Достоевский же своим романом пытается доказать, что с одной логикой и теорией (тем более с теорией насилия) мир к лучшему не изменить, что есть законы человеческой совести, которые никто не может переступить без последствий для себя и о которых Раскольников надеялся легко забыть. В отличие от Юджина Эрама герой Достоевского после своего поступка мучается и нравственно, и физически, не находя себе ни места среди семьи и близких, ни утешения от благодетельных поступков. Вся суть романа сводилась к показу внутренних страданий преступника, заставивших его не только самовольно признаться в содеянном, но и признать себя грешником, а свою теорию страшной ошибкой. Идея бунта против Божьего мира сменяется у Раскольникова любовью и верой в Бога, и в эпилоге он воскресает из мертвых, разбив своего идола и уверовав в Христа.

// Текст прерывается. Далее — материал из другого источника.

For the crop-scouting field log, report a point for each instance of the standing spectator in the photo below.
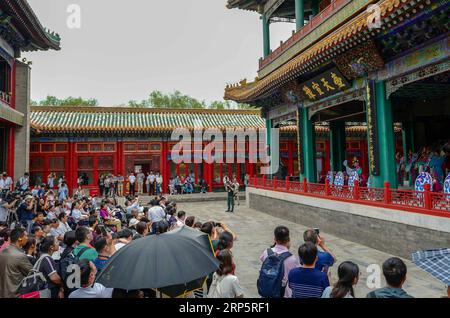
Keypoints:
(90, 289)
(51, 180)
(348, 273)
(30, 249)
(394, 270)
(63, 192)
(108, 219)
(159, 183)
(120, 181)
(282, 244)
(230, 197)
(225, 284)
(105, 249)
(24, 182)
(156, 214)
(25, 212)
(140, 180)
(6, 184)
(14, 264)
(125, 237)
(101, 184)
(132, 181)
(47, 266)
(307, 281)
(181, 218)
(203, 186)
(326, 259)
(84, 250)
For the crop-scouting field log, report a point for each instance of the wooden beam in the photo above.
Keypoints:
(271, 6)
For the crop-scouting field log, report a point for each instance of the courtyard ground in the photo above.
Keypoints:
(255, 234)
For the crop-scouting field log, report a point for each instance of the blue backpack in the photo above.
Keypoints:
(271, 275)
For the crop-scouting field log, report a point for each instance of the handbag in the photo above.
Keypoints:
(35, 284)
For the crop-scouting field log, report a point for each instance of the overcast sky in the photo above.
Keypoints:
(126, 49)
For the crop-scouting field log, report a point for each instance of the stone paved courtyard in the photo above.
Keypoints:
(255, 233)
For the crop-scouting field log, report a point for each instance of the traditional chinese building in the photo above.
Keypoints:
(347, 64)
(75, 141)
(20, 31)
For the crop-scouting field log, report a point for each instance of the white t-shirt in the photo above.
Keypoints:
(225, 287)
(77, 215)
(156, 214)
(96, 291)
(3, 212)
(118, 246)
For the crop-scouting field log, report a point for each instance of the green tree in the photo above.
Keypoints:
(158, 99)
(69, 101)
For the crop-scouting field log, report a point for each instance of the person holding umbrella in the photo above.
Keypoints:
(225, 284)
(436, 262)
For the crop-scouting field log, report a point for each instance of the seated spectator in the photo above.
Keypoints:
(67, 258)
(326, 259)
(141, 229)
(14, 264)
(394, 270)
(210, 229)
(108, 219)
(181, 218)
(348, 273)
(125, 237)
(105, 249)
(47, 266)
(30, 249)
(282, 244)
(307, 281)
(190, 221)
(84, 250)
(5, 238)
(89, 289)
(225, 284)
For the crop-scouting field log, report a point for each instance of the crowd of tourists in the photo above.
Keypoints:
(43, 231)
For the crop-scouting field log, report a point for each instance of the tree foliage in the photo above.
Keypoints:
(158, 99)
(69, 101)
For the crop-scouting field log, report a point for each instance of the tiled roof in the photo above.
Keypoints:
(125, 119)
(308, 59)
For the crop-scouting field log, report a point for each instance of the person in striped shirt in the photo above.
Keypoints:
(307, 281)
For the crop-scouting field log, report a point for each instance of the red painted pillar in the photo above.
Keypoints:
(387, 192)
(73, 167)
(327, 187)
(10, 164)
(166, 167)
(291, 158)
(13, 85)
(427, 197)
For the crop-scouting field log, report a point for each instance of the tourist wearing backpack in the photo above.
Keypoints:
(277, 263)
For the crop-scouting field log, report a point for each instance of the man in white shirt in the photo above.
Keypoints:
(181, 217)
(156, 212)
(152, 183)
(89, 289)
(132, 180)
(140, 181)
(159, 181)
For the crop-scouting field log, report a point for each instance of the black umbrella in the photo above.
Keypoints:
(175, 263)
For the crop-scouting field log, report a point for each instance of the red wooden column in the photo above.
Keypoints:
(165, 167)
(13, 85)
(71, 178)
(10, 165)
(291, 158)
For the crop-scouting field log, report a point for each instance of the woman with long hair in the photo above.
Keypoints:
(225, 284)
(348, 273)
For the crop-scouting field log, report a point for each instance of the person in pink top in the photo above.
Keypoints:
(282, 245)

Булвер-Литтон изначально рисует своего героя фаталистом. Эрам не раз подчеркивает предопределенность человеческой судьбы, в том числе и преступления в ней: «The colours of our existence were doomed before our birth - our sorrows and our crimes; <.. .> the Eternal and all-seeing Ruler of the universe, Destiny, or God, had here fixed the moment of our birth and the limits of our career. What then is crime? - Fate! What life? - Submission!»1 [Bulwer-Lytton, 1832, р. 38]. Таким образом, английский герой не ищет оправдания своему поступку, зная, что от него самого ничего не зависит и ничего нельзя изменить.
Иначе объясняет свой поступок Раскольников. По его теории, описанной им в статье «О преступлении», люди делятся на сильных и ординарных личностей, себя герой причисляет к первой категории. Именно принадлежность к «необыкновенным людям» дает право, по мнению Раскольникова, пойти на преступление, доказать самому себе эту принадлежность: «. все ну, например, хоть законодатели и установители человечества, начиная с древнейших, продолжая Ликургами, Солонами, Магометами, Наполеонами и так далее, все до единого были преступники, уже тем одним, что давая новый закон, тем самым нарушали древний» [Достоевский, 1982, c. 252].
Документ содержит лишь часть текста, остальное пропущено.